Can I Convert My Whole 401(k) to a Roth IRA?

Financial planning can help you determine whether converting is suitable for you. Keep in mind, however, that switching your pre-tax 401(k) funds over to a Roth IRA requires paying taxes on what has been converted.

Tax payments could impact your Social Security benefits or Medicare premiums if they raise your income above certain thresholds, so consulting a tax advisor is highly advised.

What You Need

Step one is determining the paperwork necessary for conversion. Each financial institution has its own process; contact both old and new custodians in order to understand what paperwork they require for completion.

Your 401(k) contains both pretax contributions and earnings that need to be converted, so all these must be transferred over to a Roth IRA – though you may be exempt from having to convert any after-tax or nondeductible contributions.

Experts advise planning out your strategy in advance in order to minimize taxes. For instance, you could spread out the money you move into Roth accounts over multiple years so as not to change tax brackets suddenly.

Schwab Intelligent Portfolios may provide another viable option for managing funds you wish to transfer, with automated advice tailored specifically to your goals and risk profile. As with any financial decision-making, always consult a professional first.


Rolling over pretax IRA funds into a Roth will result in taxes being withheld upon conversion; depending on your state’s tax laws and expected future tax bracket, this could be beneficial as withdrawals from Roth accounts are tax-free. An alternative approach involves contributing money first into a traditional nondeductible IRA account and later converting that into a Roth. This method is known as backdoor Roth IRA contribution technique and it may provide an effective solution for individuals who do not meet eligibility requirements to contribute directly into a Roth.

Damaryan advises Roth conversion if you anticipate being in a higher tax bracket later or want to leave funds from an IRA tax-free. You should ensure you have sufficient nonretirement assets on hand in order to pay any income taxes owed for any conversion amounts that occur.

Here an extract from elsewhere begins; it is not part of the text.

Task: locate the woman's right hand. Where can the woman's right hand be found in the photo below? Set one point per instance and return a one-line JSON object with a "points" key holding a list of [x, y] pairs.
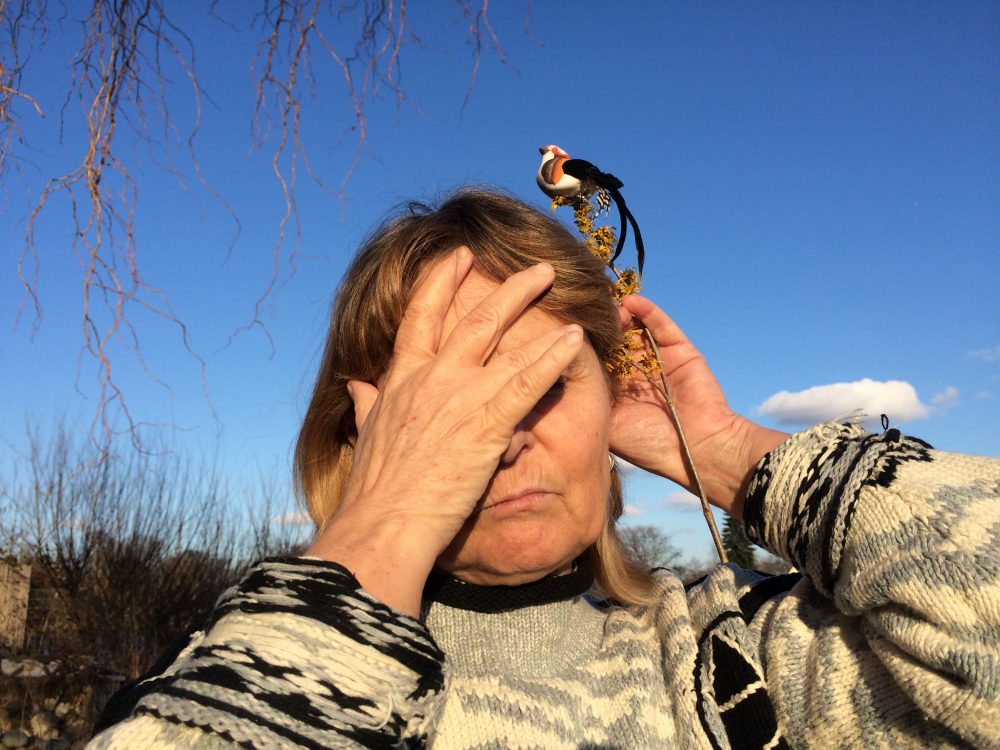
{"points": [[431, 434]]}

Converting from a 401(k) to a Roth IRA requires certain fees that should be kept in mind. These costs will be deducted from your earnings over time and could add up quickly.

Tax costs are the main expense involved with Roth conversion. Doing so requires paying income taxes at the time of conversion – potentially an expensive proposition if you fall into a higher tax bracket now.

However, if your tax bracket will drop after retirement and tax-free withdrawals will become more attractive to you than their costs today. An experienced financial professional can assist with this evaluation process and devise a plan tailored specifically to you; taking into account factors like cash flow and affordability as well as timeframe, estate planning implications, estate tax implications and estate taxes before recommending Roth conversion or not.

Time Frame

There are ways to mitigate the initial tax impact of converting an IRA into a Roth. One is converting at a time when assets decrease in value – such as during a coronavirus pandemic – which may help minimize taxes you owe.

Converting an IRA to a Roth while in a lower tax bracket now will help ensure you won’t face higher rates later when withdrawing assets from it.

Before switching your traditional 401(k) balance over to a Roth account, however, make sure you have enough funds available for tax payments resulting from that conversion. Otherwise, early withdrawal penalties might require withdrawing assets early and could prevent years of tax-free investment growth; so be sure to consult a financial planner beforehand.

Raymond Banks Administrator
Raymond Banks is a published author in the commodity world. He has written extensively about gold and silver investments, and his work has been featured in some of the most respected financial journals in the industry. Raymond\\\'s expertise in the commodities market is highly sought-after, and he regularly delivers presentations on behalf of various investment firms. He is also a regular guest on financial news programmes, where he offers his expert insights into the latest commodity trends.